What else do I need to know?
- Wash your genital area and the insertion site with soap and water 2 times a day. Wash your anal area with soap and water after each bowel movement.
- You may need to use the larger drainage bag at night. A leg bag can be used during the day. A leg bag usually fits under clothing.
When should I call my doctor?
- You have a fever.
- You have changes in how your urine looks or smells, or you have blood in your urine.
- You have an overgrowth of skin at the insertion site that is getting larger.
- The closed drainage system has accidently come open or apart.
- Your catheter keeps getting blocked.
- There is less urine than usual or no urine draining into the drainage bag.
- The catheter comes out.
- Your insertion site is red, smells bad, or has green or yellow discharge.

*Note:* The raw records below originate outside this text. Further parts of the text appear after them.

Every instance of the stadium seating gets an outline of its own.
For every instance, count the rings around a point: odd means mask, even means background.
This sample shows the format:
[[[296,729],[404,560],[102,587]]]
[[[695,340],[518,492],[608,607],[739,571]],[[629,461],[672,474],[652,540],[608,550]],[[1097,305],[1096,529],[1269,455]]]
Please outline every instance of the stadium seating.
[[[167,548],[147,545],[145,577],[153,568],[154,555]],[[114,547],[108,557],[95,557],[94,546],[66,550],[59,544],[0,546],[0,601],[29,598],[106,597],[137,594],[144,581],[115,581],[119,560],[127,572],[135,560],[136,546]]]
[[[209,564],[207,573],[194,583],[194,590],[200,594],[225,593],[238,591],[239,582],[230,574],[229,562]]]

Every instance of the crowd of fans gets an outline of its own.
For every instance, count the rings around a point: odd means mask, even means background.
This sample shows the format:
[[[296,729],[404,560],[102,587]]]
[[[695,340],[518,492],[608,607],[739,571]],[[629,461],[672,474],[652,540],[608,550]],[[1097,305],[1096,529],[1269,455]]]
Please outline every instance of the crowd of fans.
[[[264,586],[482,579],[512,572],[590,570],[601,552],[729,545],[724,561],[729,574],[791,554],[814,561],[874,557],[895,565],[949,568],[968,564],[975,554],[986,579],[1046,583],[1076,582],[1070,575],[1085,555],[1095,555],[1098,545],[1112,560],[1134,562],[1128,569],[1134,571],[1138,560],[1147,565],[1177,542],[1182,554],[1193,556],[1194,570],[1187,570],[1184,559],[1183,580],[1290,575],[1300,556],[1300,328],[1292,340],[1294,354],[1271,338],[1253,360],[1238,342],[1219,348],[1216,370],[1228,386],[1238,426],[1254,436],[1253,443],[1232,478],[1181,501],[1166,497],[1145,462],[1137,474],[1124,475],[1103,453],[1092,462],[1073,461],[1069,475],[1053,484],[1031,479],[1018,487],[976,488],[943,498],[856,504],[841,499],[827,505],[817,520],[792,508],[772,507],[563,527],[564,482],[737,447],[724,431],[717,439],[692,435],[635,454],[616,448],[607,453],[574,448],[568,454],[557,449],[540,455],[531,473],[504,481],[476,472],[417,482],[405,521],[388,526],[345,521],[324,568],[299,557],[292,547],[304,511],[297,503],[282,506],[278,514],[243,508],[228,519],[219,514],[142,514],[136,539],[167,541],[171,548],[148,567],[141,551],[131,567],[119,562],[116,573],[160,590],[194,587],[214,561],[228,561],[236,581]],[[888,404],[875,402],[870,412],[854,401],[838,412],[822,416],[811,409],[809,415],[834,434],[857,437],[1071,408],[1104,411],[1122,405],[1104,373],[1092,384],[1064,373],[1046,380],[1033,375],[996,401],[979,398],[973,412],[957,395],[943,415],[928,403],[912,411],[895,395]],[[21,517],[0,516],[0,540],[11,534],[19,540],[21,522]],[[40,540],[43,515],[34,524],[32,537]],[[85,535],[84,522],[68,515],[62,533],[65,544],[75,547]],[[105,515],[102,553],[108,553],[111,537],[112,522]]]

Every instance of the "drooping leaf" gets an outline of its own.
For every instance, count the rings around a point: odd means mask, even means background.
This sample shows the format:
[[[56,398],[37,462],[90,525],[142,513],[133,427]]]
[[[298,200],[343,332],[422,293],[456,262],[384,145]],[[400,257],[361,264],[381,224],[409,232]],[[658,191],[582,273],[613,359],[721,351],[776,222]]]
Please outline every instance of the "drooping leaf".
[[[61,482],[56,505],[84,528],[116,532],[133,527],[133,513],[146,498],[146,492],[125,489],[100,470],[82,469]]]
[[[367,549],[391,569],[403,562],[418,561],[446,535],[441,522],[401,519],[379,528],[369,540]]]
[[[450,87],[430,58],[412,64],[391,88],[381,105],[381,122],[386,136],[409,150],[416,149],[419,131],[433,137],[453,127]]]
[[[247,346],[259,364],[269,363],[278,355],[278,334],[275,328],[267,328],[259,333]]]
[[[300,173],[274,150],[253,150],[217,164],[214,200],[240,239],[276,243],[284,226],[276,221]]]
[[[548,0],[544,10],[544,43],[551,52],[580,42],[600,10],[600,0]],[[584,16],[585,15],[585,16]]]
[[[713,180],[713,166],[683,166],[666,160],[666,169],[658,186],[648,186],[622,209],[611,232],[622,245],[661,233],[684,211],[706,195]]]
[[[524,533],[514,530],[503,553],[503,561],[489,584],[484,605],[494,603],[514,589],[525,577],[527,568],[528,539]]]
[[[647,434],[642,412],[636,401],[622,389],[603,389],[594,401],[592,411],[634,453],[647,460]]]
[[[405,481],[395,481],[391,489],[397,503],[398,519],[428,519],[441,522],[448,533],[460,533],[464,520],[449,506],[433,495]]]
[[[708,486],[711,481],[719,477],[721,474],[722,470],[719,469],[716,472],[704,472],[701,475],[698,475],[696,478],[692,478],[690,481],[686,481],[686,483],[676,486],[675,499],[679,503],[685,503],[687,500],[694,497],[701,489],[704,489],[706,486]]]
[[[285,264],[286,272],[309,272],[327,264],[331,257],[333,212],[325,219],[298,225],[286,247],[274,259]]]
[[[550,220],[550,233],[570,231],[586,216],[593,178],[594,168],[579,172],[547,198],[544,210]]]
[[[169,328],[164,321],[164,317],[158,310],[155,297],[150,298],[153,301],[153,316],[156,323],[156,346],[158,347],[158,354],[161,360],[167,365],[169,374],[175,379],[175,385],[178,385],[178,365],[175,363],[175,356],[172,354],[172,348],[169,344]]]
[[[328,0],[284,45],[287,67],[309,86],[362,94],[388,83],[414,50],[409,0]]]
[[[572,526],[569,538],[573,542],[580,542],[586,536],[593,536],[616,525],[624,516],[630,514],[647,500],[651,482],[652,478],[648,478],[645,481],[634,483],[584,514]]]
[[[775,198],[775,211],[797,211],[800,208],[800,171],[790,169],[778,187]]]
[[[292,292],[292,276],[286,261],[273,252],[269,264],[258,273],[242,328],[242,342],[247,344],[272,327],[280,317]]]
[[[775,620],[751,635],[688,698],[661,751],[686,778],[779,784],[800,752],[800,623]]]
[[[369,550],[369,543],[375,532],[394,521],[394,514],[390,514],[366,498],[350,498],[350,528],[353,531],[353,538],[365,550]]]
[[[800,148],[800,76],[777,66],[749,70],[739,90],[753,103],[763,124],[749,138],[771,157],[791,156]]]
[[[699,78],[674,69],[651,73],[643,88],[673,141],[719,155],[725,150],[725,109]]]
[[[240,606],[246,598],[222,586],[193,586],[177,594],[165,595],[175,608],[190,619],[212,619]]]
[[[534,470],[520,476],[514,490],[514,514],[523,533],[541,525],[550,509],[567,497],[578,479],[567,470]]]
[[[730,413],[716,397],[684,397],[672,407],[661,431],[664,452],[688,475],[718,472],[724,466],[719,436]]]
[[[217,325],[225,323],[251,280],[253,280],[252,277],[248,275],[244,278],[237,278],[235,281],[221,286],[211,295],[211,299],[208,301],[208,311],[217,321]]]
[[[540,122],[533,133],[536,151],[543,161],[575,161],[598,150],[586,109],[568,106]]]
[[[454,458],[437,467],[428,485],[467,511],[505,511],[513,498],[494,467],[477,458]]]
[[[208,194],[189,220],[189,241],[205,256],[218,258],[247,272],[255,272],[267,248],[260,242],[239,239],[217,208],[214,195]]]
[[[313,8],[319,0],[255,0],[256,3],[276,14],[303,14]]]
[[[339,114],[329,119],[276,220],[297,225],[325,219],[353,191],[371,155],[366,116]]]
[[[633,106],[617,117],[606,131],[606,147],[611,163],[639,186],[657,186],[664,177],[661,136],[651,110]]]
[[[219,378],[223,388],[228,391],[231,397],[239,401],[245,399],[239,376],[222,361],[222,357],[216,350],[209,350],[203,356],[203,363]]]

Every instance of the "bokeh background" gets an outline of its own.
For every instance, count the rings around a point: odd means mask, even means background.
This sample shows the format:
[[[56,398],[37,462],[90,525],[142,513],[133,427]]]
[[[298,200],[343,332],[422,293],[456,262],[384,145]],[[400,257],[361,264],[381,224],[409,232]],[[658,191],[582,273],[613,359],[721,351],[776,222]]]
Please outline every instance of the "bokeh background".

- You have pain in your hip, back, pelvis, or lower abdomen.
- You are confused or have other changes in the way that you think.
- You have questions or concerns about how to care for your catheter.
Care AgreementYou have the right to help plan your care. Learn about your health condition and how it may be treated. Discuss treatment options with your healthcare providers to decide what care you want to receive. You always have the right to refuse treatment. The above information is an educational aid only. It is not intended as medical advice for individual conditions or treatments. Talk to your doctor, nurse or pharmacist before following any medical regimen to see if it is safe and effective for you.